Manz produziert Maschinen und Anlagen für die Fertigung von Batteriezellen, aber auch für Displays und die Solarbranche. Foto: Manz

Manz-Chef Eckhard Hörner-Marass verabschiedet sich von Manz. Nachfolger wird sein Kollege Martin Drasch.

Stuttgart - An der Spitze des Reutlinger Maschinenbauers Manz AG kommt es zu einem Wechsel. Der Vorstandsvorsitzende Eckhard Hörner-Marass wird das Unternehmen Ende des Jahres verlassen. Der scheidende Vorstandschef beende seine Tätigkeit auf eigenen Wunsch, heißt es in einer Mitteilung des Unternehmens.

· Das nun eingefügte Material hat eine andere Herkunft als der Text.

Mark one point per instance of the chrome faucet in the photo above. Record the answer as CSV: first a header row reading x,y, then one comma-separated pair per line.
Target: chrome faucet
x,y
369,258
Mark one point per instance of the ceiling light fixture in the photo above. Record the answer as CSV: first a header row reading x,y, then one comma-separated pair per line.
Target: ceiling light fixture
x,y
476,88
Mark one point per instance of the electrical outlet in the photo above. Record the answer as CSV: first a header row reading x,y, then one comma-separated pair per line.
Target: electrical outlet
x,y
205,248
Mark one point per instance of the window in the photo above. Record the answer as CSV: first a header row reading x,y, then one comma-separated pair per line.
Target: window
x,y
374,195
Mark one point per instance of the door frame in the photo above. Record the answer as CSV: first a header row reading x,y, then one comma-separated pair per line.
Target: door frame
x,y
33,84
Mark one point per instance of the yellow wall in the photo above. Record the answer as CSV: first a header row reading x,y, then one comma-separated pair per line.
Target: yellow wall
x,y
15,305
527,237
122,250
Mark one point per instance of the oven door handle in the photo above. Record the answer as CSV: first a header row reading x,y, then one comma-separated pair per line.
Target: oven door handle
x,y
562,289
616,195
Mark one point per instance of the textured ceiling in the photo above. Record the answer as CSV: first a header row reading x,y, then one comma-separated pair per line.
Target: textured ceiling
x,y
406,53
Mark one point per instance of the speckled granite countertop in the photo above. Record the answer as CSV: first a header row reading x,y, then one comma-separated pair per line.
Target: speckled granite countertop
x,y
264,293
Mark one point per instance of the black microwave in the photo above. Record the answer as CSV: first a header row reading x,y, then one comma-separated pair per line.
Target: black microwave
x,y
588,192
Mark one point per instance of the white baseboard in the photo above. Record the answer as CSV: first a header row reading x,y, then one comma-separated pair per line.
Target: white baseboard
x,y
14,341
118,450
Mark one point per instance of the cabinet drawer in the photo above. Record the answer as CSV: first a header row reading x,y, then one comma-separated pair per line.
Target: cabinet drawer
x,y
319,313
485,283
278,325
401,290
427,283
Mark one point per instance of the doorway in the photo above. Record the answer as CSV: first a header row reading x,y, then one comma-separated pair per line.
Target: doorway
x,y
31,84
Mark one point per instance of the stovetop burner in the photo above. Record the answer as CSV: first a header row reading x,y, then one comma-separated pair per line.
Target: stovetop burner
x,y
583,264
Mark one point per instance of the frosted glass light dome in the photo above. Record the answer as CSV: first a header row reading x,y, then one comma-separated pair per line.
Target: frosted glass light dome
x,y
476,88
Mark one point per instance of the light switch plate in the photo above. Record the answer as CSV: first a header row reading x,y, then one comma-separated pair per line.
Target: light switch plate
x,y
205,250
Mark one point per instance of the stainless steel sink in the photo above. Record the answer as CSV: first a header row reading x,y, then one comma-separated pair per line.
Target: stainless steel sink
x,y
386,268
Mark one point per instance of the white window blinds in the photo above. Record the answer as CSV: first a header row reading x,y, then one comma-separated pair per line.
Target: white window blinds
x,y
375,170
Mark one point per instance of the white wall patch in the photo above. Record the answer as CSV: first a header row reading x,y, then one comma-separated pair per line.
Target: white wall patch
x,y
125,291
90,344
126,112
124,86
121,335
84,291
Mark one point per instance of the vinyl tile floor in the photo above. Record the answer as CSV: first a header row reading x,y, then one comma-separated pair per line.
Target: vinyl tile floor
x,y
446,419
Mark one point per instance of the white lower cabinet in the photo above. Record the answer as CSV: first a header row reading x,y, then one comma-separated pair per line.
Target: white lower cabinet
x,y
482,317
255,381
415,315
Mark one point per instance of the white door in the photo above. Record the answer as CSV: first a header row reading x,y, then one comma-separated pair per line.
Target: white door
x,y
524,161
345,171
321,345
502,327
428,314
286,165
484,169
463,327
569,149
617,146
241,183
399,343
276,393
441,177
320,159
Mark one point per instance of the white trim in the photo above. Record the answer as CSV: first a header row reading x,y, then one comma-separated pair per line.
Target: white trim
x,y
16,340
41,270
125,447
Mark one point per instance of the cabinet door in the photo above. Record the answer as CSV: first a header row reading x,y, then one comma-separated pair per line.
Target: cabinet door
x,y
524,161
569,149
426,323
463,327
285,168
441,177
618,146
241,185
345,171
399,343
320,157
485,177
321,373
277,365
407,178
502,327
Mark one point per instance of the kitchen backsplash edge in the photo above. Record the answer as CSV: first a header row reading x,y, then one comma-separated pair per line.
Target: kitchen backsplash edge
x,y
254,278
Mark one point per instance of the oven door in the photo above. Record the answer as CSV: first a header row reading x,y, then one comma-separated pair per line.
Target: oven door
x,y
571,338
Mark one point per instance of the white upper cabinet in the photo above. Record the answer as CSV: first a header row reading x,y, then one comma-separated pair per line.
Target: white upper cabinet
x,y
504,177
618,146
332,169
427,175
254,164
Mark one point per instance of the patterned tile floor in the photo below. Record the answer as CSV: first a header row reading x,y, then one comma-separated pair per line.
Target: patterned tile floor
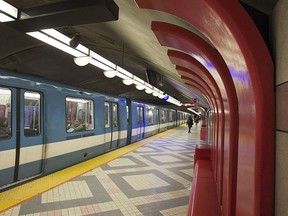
x,y
154,179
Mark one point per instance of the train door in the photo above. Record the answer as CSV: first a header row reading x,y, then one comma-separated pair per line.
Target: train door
x,y
111,125
157,122
21,136
140,122
129,123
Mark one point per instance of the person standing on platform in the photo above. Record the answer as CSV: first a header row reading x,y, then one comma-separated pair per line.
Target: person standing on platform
x,y
189,123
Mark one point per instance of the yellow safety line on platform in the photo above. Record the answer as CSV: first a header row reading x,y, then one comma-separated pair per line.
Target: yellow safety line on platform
x,y
17,195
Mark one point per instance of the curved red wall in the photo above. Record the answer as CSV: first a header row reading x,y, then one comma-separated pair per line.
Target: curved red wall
x,y
244,75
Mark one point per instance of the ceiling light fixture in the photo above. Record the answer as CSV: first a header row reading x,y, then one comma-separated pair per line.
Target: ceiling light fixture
x,y
83,60
111,73
128,81
62,42
75,40
7,12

Hörner-Marass war für die Neuausrichtung des lange Zeit rote Zahlen schreibenden Maschinenbauers verantwortlich. Sein Vertrag wäre noch bis Ende des kommenden Jahres gelaufen. Nun aber seien bereits wichtige Ziele erreicht worden, sagte ein Unternehmenssprecher. Damit sei der richtige Zeitpunkt für die Übergabe an einen Nachfolger gekommen. Hörner-Maras war seit 2016 Mitglied und seit Juli 2017 Vorsitzender des Vorstands gewesen. Sein Nachfolger Martin Drasch kommt aus den eigenen Reihen.

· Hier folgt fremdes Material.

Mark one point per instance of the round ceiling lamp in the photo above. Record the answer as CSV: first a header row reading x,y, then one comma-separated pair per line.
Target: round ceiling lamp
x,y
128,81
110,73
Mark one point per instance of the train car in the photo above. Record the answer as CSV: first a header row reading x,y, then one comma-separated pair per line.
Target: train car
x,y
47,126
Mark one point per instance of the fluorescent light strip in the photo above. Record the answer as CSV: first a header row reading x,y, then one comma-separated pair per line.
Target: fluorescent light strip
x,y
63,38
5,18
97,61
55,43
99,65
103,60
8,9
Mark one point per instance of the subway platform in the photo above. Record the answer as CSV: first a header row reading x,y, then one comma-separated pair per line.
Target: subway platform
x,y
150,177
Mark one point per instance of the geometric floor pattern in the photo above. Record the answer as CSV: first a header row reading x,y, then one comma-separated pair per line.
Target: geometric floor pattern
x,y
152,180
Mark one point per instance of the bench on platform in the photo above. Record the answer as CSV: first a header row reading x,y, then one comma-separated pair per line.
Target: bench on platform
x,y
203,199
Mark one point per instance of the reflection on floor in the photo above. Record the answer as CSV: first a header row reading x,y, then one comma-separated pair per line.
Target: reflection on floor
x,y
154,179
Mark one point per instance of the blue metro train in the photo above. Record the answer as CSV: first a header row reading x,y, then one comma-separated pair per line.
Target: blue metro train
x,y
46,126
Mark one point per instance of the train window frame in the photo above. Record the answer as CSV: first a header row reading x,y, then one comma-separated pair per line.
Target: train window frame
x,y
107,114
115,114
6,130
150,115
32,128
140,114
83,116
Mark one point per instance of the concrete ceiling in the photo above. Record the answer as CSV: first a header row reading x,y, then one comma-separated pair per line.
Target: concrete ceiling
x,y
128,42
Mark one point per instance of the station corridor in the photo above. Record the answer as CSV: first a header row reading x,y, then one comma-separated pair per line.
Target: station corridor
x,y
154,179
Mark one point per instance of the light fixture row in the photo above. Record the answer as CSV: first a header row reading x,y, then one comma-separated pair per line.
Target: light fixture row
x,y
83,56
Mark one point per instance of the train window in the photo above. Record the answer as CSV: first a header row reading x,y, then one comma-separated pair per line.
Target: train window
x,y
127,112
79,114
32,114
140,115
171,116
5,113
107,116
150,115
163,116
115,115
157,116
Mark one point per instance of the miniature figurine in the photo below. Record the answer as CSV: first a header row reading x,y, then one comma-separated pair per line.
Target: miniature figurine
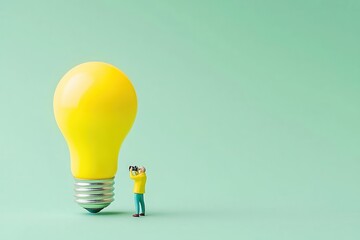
x,y
139,176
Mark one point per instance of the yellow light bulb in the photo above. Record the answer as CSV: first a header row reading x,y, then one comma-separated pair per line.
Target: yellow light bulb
x,y
95,106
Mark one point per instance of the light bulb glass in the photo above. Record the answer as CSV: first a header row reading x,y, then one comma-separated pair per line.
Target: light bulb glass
x,y
95,106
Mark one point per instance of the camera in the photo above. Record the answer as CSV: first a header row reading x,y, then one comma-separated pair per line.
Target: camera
x,y
135,168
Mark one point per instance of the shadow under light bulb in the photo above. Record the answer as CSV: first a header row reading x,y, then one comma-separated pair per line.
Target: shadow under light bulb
x,y
95,106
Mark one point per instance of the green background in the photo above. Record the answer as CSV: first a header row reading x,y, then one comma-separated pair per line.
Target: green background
x,y
248,118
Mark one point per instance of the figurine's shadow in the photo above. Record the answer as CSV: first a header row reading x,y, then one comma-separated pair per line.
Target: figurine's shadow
x,y
110,213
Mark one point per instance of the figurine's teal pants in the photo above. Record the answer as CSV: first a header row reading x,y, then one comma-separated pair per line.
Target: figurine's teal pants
x,y
139,200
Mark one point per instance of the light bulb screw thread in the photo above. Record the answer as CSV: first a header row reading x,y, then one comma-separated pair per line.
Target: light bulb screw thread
x,y
94,195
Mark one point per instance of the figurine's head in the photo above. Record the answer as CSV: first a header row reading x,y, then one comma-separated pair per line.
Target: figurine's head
x,y
141,169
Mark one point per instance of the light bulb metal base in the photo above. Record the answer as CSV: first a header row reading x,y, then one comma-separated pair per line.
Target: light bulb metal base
x,y
94,195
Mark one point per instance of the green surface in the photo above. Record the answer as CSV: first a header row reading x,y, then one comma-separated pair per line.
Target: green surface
x,y
248,119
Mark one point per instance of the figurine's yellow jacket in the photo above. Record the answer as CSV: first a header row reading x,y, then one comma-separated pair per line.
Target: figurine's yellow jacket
x,y
140,181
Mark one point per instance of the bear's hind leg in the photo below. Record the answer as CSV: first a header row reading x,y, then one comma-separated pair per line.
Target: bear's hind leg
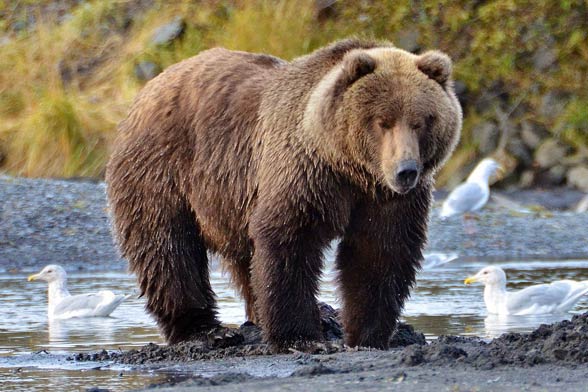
x,y
241,277
158,234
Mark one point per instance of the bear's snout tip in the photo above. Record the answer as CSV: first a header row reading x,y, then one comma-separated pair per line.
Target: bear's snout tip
x,y
407,175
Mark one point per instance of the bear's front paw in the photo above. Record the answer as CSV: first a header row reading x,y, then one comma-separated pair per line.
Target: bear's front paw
x,y
219,337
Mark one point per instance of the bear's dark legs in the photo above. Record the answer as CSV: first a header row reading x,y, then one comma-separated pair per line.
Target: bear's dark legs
x,y
158,234
241,278
377,261
286,282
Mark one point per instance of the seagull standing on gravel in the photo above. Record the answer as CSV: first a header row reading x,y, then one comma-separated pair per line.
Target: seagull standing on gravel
x,y
556,297
63,305
472,194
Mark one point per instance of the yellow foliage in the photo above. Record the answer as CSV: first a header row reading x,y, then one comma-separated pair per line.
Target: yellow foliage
x,y
65,82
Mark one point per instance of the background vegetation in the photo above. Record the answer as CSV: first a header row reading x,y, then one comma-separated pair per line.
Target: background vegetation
x,y
69,70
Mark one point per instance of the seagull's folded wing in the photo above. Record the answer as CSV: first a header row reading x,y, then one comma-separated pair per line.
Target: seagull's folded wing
x,y
77,305
464,198
542,298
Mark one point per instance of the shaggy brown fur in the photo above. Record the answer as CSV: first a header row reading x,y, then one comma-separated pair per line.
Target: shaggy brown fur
x,y
265,162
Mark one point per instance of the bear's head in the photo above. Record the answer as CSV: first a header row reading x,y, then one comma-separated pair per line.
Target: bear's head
x,y
394,113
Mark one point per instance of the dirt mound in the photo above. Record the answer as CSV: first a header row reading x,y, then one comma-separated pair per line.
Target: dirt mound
x,y
561,343
244,341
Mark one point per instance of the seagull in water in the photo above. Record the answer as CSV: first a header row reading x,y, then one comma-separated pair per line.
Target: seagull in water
x,y
472,194
63,305
556,297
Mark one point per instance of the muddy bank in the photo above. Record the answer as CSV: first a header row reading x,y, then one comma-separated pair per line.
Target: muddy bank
x,y
552,356
66,222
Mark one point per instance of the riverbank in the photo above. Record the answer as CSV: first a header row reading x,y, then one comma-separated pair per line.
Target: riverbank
x,y
66,222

Noch ist zwar nichts beschlossen, der Aufsichtsrat will Drasch aber zum künftigen Vorsitzenden des Vorstandes ernennen. Der 1974 in Böblingen geborene künftige Vorstandschef gehört diesem Gremium bereits seit 2015 an. Nach einem Studium des Maschinenbaus an der Fachhochschule Konstanz war er bis zu seinem Wechsel zu Manz in verschiedenen Positionen für den Anlagenbauer Eisenmann in Böblingen tätig.

Im März ist schon der Finanzvorstand ausgeschieden

Bereits im März dieses Jahres hatte es eine Veränderung im Vorstand gegeben. Damals war der bisherige Finanzvorstand Gunnar Voss von Dahlen mit sofortiger Wirkung freigestellt worden. Offiziell wurde dies mit unterschiedlichen Auffassungen über die Zukunft des Unternehmens begründet.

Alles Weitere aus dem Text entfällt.